Musharraf: But Iran doesn't have a border with Israel. We have a big border with India which is a real threat for us.

SPIEGEL: The US is trying hard to protect the world from Iran going nuclear. Would you support a pre-emptive strike?

Musharraf: In the present environment it would be disastrous because it would agitate the Muslim world. Why keep opening new fronts?

SPIEGEL: What would you suggest for keeping the Iranians from producing the bomb?

Musharraf: I can't say. They are very keen on building the bomb.

SPIEGEL: As Pakistan was.

Musharraf: Yes, we were keen. Nobody can accept a threat to its existence. Therefore we are very proud to have nuclear weapons.

SPIEGEL: Did Pakistan help Iran and North Korea to go nuclear?

Musharraf: An individual from Pakistan did.

SPIEGEL: His name is A.Q. Khan and it is very hard for people like us to accept that he indulged in a clandestine enterprise without anybody in Pakistan being aware of it.

Musharraf: That is exactly what happened. When India went nuclear in 1974, Dr. A.Q. Khan was brought in (to Pakistan). He came from Holland. He is only an expert in enriching uranium, bringing it to weapons grade. He is not an expert in making nuclear bombs. He started establishing the process. This had to be kept secret from the world because otherwise the world would not have allowed it. For reasons of secrecy, A.Q. Khan was given total autonomy. He was doing a job nobody else knew about except for the President, the army chief and the scientists.

SPIEGEL: And you -- when did you become aware of what was going on?

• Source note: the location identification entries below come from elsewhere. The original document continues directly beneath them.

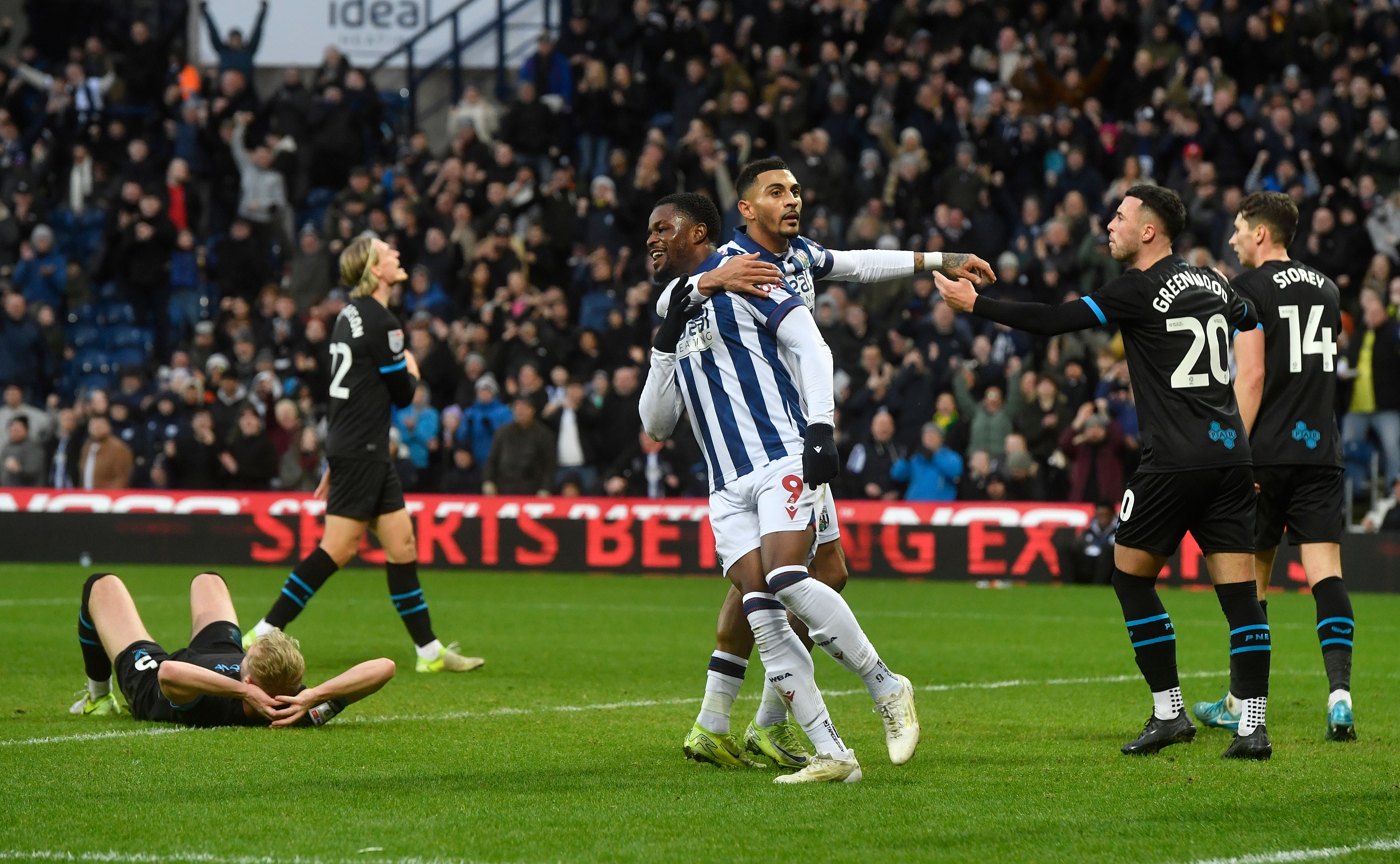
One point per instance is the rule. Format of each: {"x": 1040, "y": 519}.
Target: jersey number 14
{"x": 1309, "y": 344}
{"x": 338, "y": 370}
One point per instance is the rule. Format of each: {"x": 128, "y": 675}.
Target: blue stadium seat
{"x": 84, "y": 337}
{"x": 115, "y": 314}
{"x": 128, "y": 358}
{"x": 125, "y": 335}
{"x": 99, "y": 382}
{"x": 93, "y": 362}
{"x": 84, "y": 315}
{"x": 1357, "y": 457}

Musharraf: During my career in the army I was never involved in nuclear affairs. I came in as army chief in 1998, in 1999 I became President. I realised that this man was doing something wrong. Nobody was checking. I removed him in January 2001, much before 9/11 because, as my intelligence told me, he was behaving suspiciously on two or three occasions. To remove him was the most difficult job. He was a national hero. I organised the custodial system.

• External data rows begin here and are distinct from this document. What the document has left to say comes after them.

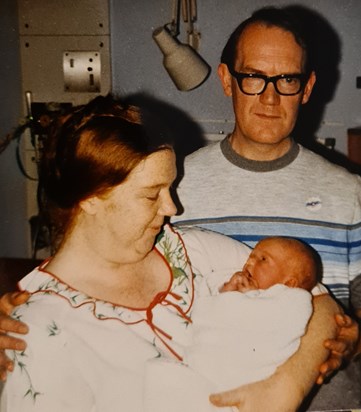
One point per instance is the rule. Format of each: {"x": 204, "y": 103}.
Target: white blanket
{"x": 238, "y": 338}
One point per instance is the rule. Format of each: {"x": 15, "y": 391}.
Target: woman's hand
{"x": 7, "y": 303}
{"x": 342, "y": 347}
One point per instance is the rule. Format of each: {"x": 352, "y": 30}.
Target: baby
{"x": 287, "y": 261}
{"x": 240, "y": 338}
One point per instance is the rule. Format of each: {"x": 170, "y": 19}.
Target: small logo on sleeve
{"x": 313, "y": 204}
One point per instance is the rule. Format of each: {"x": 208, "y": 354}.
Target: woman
{"x": 115, "y": 295}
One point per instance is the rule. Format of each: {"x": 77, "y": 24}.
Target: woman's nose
{"x": 168, "y": 208}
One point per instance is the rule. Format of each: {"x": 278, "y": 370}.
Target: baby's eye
{"x": 152, "y": 197}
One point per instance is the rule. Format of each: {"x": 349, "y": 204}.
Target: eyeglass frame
{"x": 268, "y": 79}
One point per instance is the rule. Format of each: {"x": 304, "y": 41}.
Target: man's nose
{"x": 270, "y": 95}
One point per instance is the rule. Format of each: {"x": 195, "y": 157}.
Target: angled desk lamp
{"x": 184, "y": 65}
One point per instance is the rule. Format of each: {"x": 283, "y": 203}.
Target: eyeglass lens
{"x": 257, "y": 85}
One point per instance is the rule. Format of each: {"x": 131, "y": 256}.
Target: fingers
{"x": 6, "y": 365}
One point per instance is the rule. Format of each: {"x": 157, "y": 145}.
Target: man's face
{"x": 268, "y": 118}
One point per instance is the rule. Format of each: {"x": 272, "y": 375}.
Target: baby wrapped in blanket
{"x": 240, "y": 338}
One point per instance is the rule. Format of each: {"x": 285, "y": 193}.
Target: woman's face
{"x": 130, "y": 216}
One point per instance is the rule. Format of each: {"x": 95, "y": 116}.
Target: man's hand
{"x": 7, "y": 303}
{"x": 341, "y": 348}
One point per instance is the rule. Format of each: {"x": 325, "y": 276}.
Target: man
{"x": 258, "y": 182}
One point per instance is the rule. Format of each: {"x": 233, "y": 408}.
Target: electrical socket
{"x": 82, "y": 71}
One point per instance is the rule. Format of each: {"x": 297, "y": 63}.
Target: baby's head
{"x": 283, "y": 260}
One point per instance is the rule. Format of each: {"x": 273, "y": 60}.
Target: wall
{"x": 13, "y": 221}
{"x": 137, "y": 61}
{"x": 137, "y": 67}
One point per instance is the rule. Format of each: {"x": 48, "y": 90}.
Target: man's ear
{"x": 291, "y": 282}
{"x": 90, "y": 205}
{"x": 226, "y": 79}
{"x": 308, "y": 88}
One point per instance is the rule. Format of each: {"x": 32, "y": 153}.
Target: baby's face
{"x": 267, "y": 264}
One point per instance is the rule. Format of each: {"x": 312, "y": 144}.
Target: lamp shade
{"x": 184, "y": 65}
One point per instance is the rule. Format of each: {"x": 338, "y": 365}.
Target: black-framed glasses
{"x": 254, "y": 83}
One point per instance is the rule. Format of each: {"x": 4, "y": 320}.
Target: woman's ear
{"x": 90, "y": 205}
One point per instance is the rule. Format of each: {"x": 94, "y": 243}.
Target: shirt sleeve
{"x": 45, "y": 377}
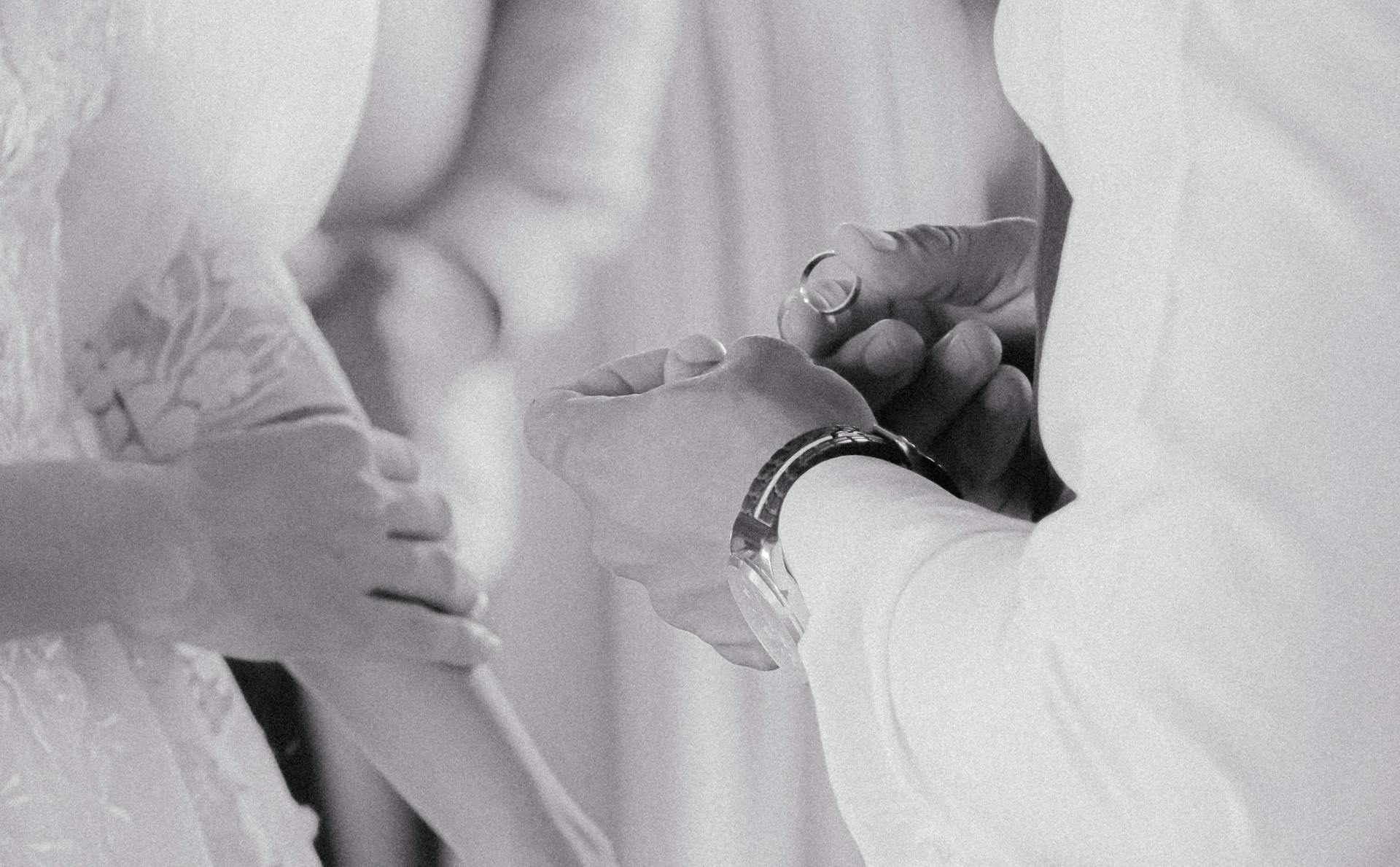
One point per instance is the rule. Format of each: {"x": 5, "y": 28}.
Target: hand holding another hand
{"x": 310, "y": 538}
{"x": 917, "y": 345}
{"x": 663, "y": 447}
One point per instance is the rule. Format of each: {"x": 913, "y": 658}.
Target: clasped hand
{"x": 310, "y": 538}
{"x": 663, "y": 446}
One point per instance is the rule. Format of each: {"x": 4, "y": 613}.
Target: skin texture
{"x": 663, "y": 461}
{"x": 919, "y": 346}
{"x": 664, "y": 465}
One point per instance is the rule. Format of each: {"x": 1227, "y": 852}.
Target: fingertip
{"x": 699, "y": 349}
{"x": 856, "y": 236}
{"x": 892, "y": 348}
{"x": 691, "y": 357}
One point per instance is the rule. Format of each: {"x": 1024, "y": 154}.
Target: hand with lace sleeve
{"x": 304, "y": 531}
{"x": 217, "y": 354}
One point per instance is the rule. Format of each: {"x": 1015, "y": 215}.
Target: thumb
{"x": 561, "y": 424}
{"x": 692, "y": 357}
{"x": 960, "y": 265}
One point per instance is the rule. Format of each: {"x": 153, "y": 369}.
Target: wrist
{"x": 82, "y": 543}
{"x": 155, "y": 567}
{"x": 762, "y": 582}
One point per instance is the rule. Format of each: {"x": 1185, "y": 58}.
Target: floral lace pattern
{"x": 117, "y": 751}
{"x": 213, "y": 345}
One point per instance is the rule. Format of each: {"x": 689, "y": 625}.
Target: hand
{"x": 663, "y": 467}
{"x": 916, "y": 345}
{"x": 310, "y": 538}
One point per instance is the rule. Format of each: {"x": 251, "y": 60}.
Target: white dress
{"x": 118, "y": 751}
{"x": 1193, "y": 663}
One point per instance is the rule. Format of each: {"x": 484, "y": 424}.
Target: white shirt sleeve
{"x": 1196, "y": 661}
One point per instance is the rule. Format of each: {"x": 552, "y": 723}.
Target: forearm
{"x": 83, "y": 543}
{"x": 286, "y": 370}
{"x": 1162, "y": 684}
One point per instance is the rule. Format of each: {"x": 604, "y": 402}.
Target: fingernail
{"x": 878, "y": 240}
{"x": 485, "y": 637}
{"x": 888, "y": 354}
{"x": 962, "y": 352}
{"x": 699, "y": 349}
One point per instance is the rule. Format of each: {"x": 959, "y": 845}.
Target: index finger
{"x": 630, "y": 376}
{"x": 909, "y": 273}
{"x": 561, "y": 418}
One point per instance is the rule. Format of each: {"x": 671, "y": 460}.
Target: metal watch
{"x": 759, "y": 580}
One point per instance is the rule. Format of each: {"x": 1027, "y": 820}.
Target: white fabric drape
{"x": 785, "y": 118}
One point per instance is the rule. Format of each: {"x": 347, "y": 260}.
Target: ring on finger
{"x": 828, "y": 307}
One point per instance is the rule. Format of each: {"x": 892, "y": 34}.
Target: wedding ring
{"x": 832, "y": 293}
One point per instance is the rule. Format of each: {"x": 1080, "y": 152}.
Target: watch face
{"x": 766, "y": 611}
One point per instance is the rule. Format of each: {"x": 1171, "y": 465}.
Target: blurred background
{"x": 542, "y": 187}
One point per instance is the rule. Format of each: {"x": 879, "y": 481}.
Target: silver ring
{"x": 806, "y": 299}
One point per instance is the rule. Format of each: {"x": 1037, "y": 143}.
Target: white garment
{"x": 1194, "y": 663}
{"x": 118, "y": 751}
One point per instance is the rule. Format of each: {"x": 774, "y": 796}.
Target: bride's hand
{"x": 311, "y": 538}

SPIEGEL: What was A.Q. Khan driven by? Greed?

Musharraf: Greed, ego and dreams, because he is not religious. That I know. And in any case, North Korea is certainly not an Islamic country.

SPIEGEL: It is amazing that there was supposedly no security and checking system to deal with atomic knowledge.

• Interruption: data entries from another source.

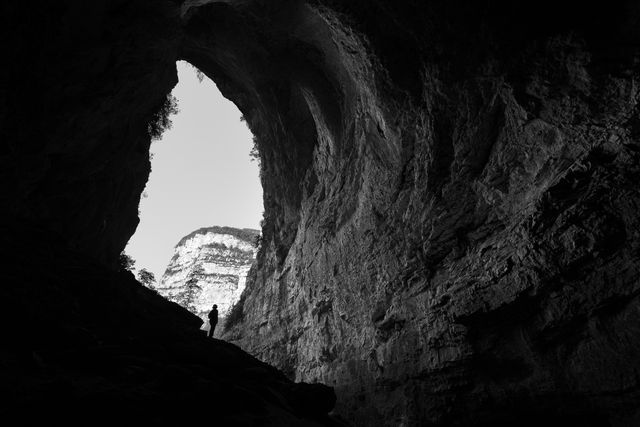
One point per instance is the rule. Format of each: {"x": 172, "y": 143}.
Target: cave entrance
{"x": 204, "y": 173}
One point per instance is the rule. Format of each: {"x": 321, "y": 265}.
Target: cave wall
{"x": 465, "y": 248}
{"x": 81, "y": 84}
{"x": 450, "y": 232}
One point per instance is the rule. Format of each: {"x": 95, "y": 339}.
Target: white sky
{"x": 201, "y": 174}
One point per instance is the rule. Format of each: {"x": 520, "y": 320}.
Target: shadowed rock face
{"x": 451, "y": 209}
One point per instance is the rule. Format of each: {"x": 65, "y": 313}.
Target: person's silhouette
{"x": 213, "y": 320}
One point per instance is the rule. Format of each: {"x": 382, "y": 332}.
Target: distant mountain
{"x": 209, "y": 266}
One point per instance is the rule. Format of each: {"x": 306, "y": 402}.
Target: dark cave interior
{"x": 451, "y": 213}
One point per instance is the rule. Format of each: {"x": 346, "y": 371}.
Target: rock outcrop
{"x": 209, "y": 266}
{"x": 450, "y": 187}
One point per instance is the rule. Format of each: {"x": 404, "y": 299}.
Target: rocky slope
{"x": 451, "y": 204}
{"x": 209, "y": 266}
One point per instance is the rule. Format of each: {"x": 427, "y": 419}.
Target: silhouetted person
{"x": 213, "y": 320}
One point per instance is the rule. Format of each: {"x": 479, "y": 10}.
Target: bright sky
{"x": 201, "y": 174}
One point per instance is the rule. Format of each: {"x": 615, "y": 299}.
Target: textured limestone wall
{"x": 465, "y": 246}
{"x": 451, "y": 203}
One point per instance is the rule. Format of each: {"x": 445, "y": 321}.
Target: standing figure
{"x": 213, "y": 320}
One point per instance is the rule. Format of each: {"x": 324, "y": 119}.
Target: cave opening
{"x": 204, "y": 174}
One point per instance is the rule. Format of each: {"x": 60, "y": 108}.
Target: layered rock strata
{"x": 451, "y": 209}
{"x": 209, "y": 266}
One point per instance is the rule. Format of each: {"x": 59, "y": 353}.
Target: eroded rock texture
{"x": 209, "y": 266}
{"x": 451, "y": 203}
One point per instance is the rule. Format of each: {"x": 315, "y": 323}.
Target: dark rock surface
{"x": 83, "y": 345}
{"x": 451, "y": 203}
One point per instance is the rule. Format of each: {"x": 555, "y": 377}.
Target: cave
{"x": 451, "y": 213}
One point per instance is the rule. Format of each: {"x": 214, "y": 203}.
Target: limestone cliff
{"x": 209, "y": 266}
{"x": 450, "y": 190}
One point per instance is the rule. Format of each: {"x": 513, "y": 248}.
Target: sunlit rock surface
{"x": 209, "y": 266}
{"x": 451, "y": 208}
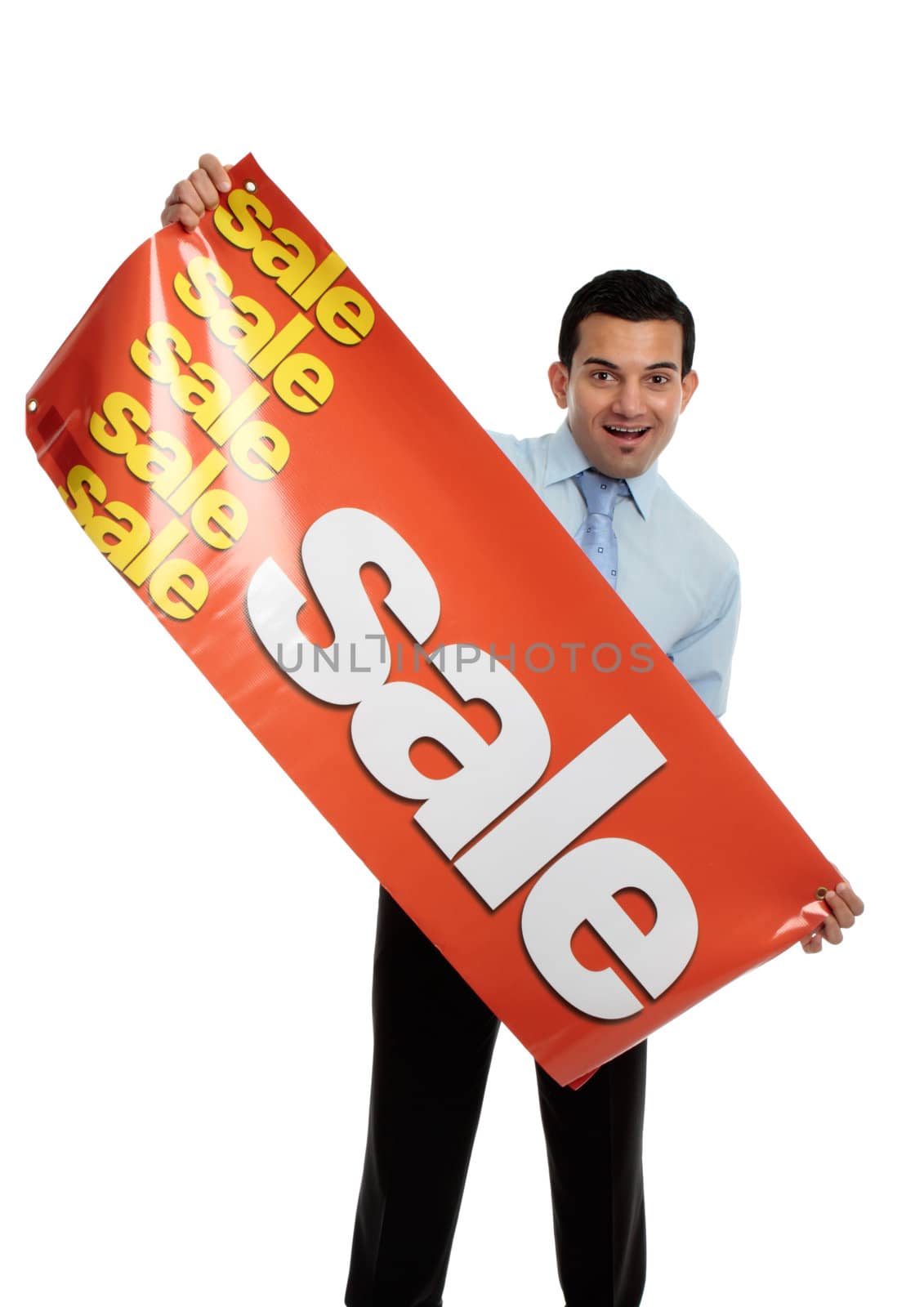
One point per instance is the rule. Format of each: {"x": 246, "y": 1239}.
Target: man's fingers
{"x": 181, "y": 213}
{"x": 204, "y": 189}
{"x": 832, "y": 931}
{"x": 852, "y": 901}
{"x": 842, "y": 912}
{"x": 185, "y": 193}
{"x": 217, "y": 174}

Musharraf: That's different now. In February 2000 I established the National Command Authority with the President as the boss, the Prime Minister as chairman, and a number of ministers and military chiefs as members. Its responsibility is to create an institutionalized command and control mechanism, consistent with our obligations as a nuclear power. The co-ordinating body is the Strategic Planning Division, which includes two institutions. One is the Employment Control Committee, which takes cares of the use and deployment of the nuclear weapons and which is headed by the Foreign Minister. The second is the Development Control Committee, responsible for the technical development of our nuclear weapons and headed by the Joint Chief of Staff Committee, which includes the chiefs of the three services as well as scientists. The strategic forces of Army, Navy and Air Force are also under the control of the NCA.

SPIEGEL: Ruling over countries like Pakistan or also Afghanistan must be like riding a tiger. Who is worse off -- you or Hamid Karzai?

Musharraf: We are in a contest.

SPIEGEL: Mr. President, thank you for this interview.